Me and a friend headed to Portsmouth to see some old landing craft (I'll post that up as well) but ended up having some issues getting to them. The only way we worked out was through an old greyhound racetrack.

So, here are some of the pictures of the stadium. Click the smaller pictures to see the larger version on Flickr. Apologies if I've misinterpreted any rules - if I have let me know and I'll correct :]


























Thanks for looking
- Russ.


----------



## boxer666 (Oct 24, 2010)

*Good pics*

The last picture with the fox is classic! I wonder if it saw the rabbit?
Great pictures that show the place in decline.

Boxer666


----------



## recrudesce (Oct 24, 2010)

boxer666 said:


> The last picture with the fox is classic! I wonder if it saw the rabbit?
> Great pictures that show the place in decline.
> 
> Boxer666



he got bored before the first corner and just filtered off the track. i'm glad i didn't bet on him ;]


----------



## hydealfred (Oct 24, 2010)

Interesting - didn't know this place has closed down. Thanks for posting. Like the fox


----------



## recrudesce (Oct 24, 2010)

closed in april this year i believe. it's quite a state considering. i think the locals seem to be pulling it apart !
if you look at google maps, there's loads of buildings that are shown that no longer exist in my pictures.

shame


----------



## 227angrydonkeys (Oct 25, 2010)

nice. i saw the pics of those landing craft the other day. must go get inside them soon i think


----------



## recrudesce (Oct 25, 2010)

There's currently ropes hanging off the back of one of them. Wouldn't be too hard to get up, but getting down might be a struggle. 

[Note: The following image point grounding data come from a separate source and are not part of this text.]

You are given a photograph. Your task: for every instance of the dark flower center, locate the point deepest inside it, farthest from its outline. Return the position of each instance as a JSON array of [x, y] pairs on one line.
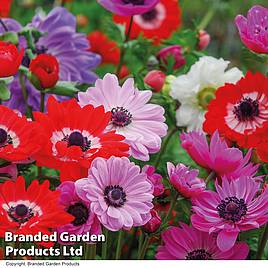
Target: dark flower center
[[21, 210], [232, 209], [121, 117], [80, 212], [20, 213], [134, 2], [198, 254], [77, 139], [114, 196], [247, 109], [3, 135], [149, 16]]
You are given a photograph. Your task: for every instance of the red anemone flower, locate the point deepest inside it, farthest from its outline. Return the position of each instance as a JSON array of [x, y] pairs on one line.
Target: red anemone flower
[[32, 210], [240, 111], [19, 138], [74, 136], [157, 24], [10, 58]]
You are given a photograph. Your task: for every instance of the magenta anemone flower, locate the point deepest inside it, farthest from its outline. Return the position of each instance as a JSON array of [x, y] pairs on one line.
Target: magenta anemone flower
[[155, 179], [217, 156], [253, 30], [233, 208], [185, 180], [188, 243], [128, 7], [85, 220], [119, 192], [141, 123]]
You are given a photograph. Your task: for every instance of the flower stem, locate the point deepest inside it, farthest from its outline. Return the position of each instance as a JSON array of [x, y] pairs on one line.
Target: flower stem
[[25, 95], [123, 48], [210, 177], [172, 205], [164, 146], [42, 102], [3, 25], [206, 19], [262, 243], [141, 236], [144, 247], [119, 245], [104, 245]]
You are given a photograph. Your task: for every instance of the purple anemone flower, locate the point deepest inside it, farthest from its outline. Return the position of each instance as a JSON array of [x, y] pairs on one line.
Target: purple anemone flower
[[253, 30], [60, 40], [128, 7], [84, 219]]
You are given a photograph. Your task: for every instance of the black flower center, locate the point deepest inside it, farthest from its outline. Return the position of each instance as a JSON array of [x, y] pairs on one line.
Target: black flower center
[[20, 213], [198, 254], [3, 136], [121, 117], [149, 16], [114, 196], [247, 109], [232, 209], [80, 212], [21, 210], [77, 139], [134, 2]]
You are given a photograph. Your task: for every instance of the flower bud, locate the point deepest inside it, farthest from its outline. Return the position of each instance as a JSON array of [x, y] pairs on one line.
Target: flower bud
[[154, 223], [155, 179], [167, 86], [204, 40], [174, 51], [45, 71], [10, 59], [155, 79]]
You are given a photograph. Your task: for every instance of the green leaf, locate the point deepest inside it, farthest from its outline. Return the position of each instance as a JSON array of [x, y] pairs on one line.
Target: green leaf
[[64, 89], [4, 91]]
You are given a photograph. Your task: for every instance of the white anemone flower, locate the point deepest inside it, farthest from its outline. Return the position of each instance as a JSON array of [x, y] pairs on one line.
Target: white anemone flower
[[196, 89]]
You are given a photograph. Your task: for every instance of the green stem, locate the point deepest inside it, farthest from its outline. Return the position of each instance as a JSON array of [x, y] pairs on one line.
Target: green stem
[[25, 94], [172, 205], [210, 177], [3, 25], [141, 237], [164, 146], [104, 245], [206, 19], [123, 48], [144, 247], [262, 243], [119, 245]]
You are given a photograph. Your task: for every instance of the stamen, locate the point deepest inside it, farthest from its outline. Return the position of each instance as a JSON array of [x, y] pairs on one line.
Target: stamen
[[198, 254], [149, 16], [121, 117], [232, 209], [20, 213], [246, 109], [114, 196], [134, 2]]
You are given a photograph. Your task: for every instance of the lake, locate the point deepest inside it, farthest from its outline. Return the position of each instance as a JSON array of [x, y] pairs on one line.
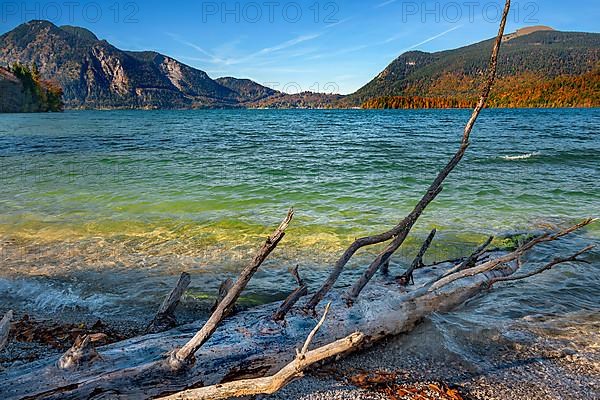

I wanna sit in the cockpit!


----------



## recrudesce (Nov 17, 2010)

got my film shots processed


----------



## Foxylady (Nov 17, 2010)

D. M. Tagg & Son...Sign Shop.  Graffiti signs, no doubt! 
Loving the gorgeous fox.


----------



## recrudesce (Nov 17, 2010)

he was very accepting of us. didn't seem spooked by us walking around at all !


----------



## ceejam (Nov 17, 2010)

Amazing shots of the fox, well done


----------